For the third class session each week, students meet in small groups – usually three – with a faculty member to discuss a prompt based on previous lectures. The sessions emulate the tutorial model that Cullison, a 2001 DePauw graduate, experienced as a study-abroad student at the University of Oxford.

“The real meat of the course actually is going to be in these tutorials,” he said. “That’s where 60% of their grade comes from. That’s what is going to make this a genuinely liberal arts experience, as opposed to a MOOC, or a massively open online course. So there’s this large online component, but it’s this tutorial, this Oxford-style tutorial, where they get a lot of quality interaction and they do a lot of the things that you would expect them to do in a liberal arts course. They’re writing a paper; they’re presenting it orally to the group. They’re reacting with feedback in real time. They’re engaged in sustained dialogue. I like to use the analogy of CrossFit. It’s like there’s this one activity where they’re exercising all the academic muscles we want them to do in a liberal arts setting.”

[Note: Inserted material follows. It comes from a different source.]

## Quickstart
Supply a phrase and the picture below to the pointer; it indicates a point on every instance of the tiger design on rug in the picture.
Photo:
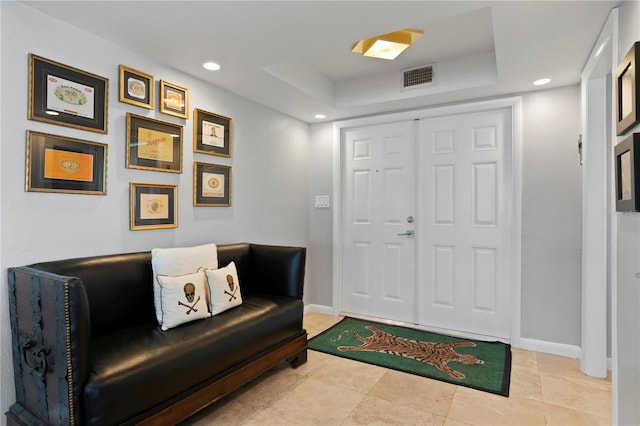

“DePauw might be on to something in terms of how we can creatively engage students in an online environment but in a way that’s faithful to the liberal arts tradition.”
– Andrew Cullison

Twenty-seven faculty members from 20 disciplines are serving as tutors. Some tutorials are held in person on campus, while others are conducted virtually to accommodate students who are learning from locations spread across 12 time zones.

Regardless of when or where the tutorials are held, Cullison was determined to create the sort of community expected at a liberal arts institution. To that end, he created a website, The Tigers’ Den, which is similar to Facebook or Twitter and encourages interaction and participation by the students, who use it both to meet course requirements and to have fun.

“My two main goals for the course was to do something where we can build some kind of community of learners, and my hope was that this website would help do that,” Cullison said. “Two, make sure that they have something like the classical liberal arts experience, even though it’s online, and my hope is that the Oxford-style tutorials provide them with that. …

“Looking to the future, I think DePauw might be on to something in terms of how we can creatively engage students in an online environment but in a way that’s faithful to the liberal arts tradition. Particularly if (epidemiologist Anthony) Fauci is right and things aren’t going to feel like normal until the end of 2021, we may have to be thinking creatively about how we do this kind of work online and this might be a way to do it.”